I don't write imperative code very often in Haskell, so I'm sure there are plenty of ways to clean this code up.

So what?

You will notice that the above code is very, very long. The heart of it is about as long as the C code, though each line is often a bit more verbose. This is because C secretly does a lot of nasty things that you might take for granted. For example, a[l] = a[h];. This accesses the mutable variables l and h, and then accesses the mutable array a, and then mutates the mutable array a. Holy mutation, batman! In Haskell, mutation and accessing mutable variables is explicit. The "fake" qsort is attractive for various reasons, but chief among them is it does not use mutation; this self-imposed restriction makes it much easier to understand at a glance.

In my opinion, saying that it's "not a true quicksort" overstates the case. I think it's a valid implementation of the Quicksort algorithm, just not a particularly efficient one.
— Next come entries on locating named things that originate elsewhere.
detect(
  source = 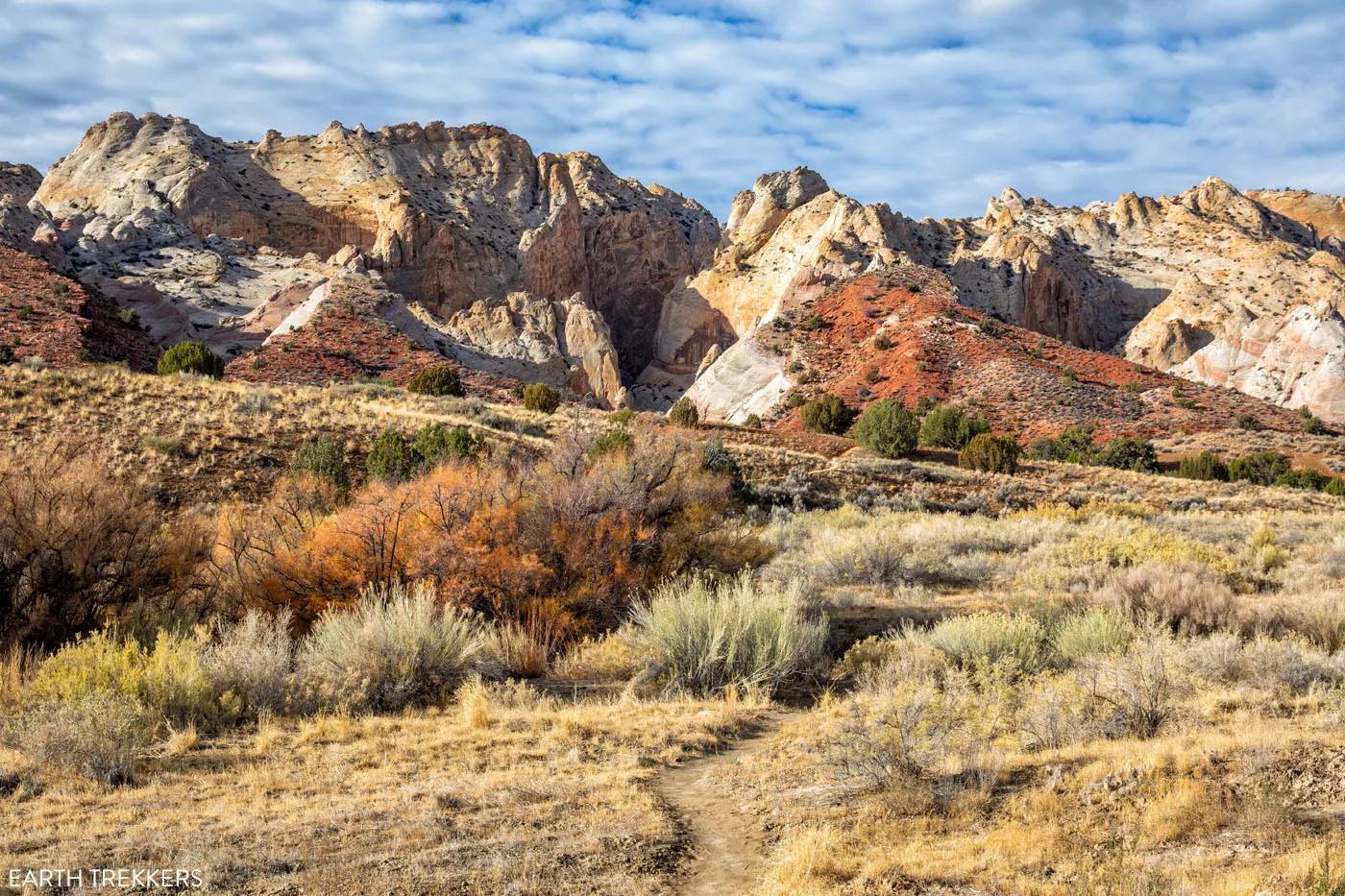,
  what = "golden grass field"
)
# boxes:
[0,367,1345,896]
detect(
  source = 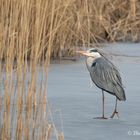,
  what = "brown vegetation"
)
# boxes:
[0,0,140,140]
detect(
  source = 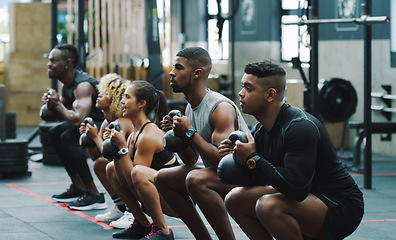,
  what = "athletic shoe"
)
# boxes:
[95,205,124,222]
[68,190,107,210]
[113,220,153,239]
[52,184,85,203]
[140,226,175,240]
[110,211,133,229]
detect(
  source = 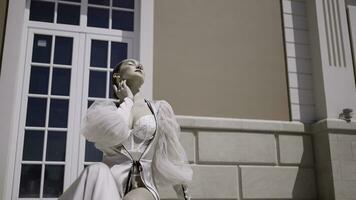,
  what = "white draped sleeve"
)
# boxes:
[81,98,133,150]
[153,101,193,186]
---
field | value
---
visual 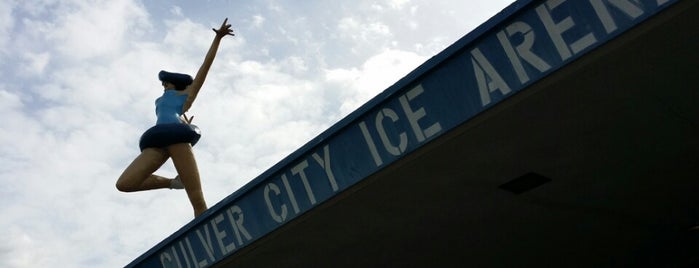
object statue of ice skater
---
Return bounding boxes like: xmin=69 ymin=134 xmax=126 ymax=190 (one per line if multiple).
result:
xmin=116 ymin=19 xmax=234 ymax=217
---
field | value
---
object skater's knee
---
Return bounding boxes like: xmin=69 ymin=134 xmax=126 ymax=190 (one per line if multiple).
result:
xmin=116 ymin=178 xmax=136 ymax=192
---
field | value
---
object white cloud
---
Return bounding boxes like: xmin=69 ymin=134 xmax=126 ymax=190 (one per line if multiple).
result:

I think the case this argument tries to make is that the reason why quicksort is commonly used is that it's in-place and fairly cache-friendly as a result. Since you don't have those benefits with Haskell lists, its main raison d'être is gone, and you might as well use merge sort, which guarantees O(n log n), whereas with quicksort you either have to use randomization or complicated partitioning schemes to avoid O(n2) run time in the worst case.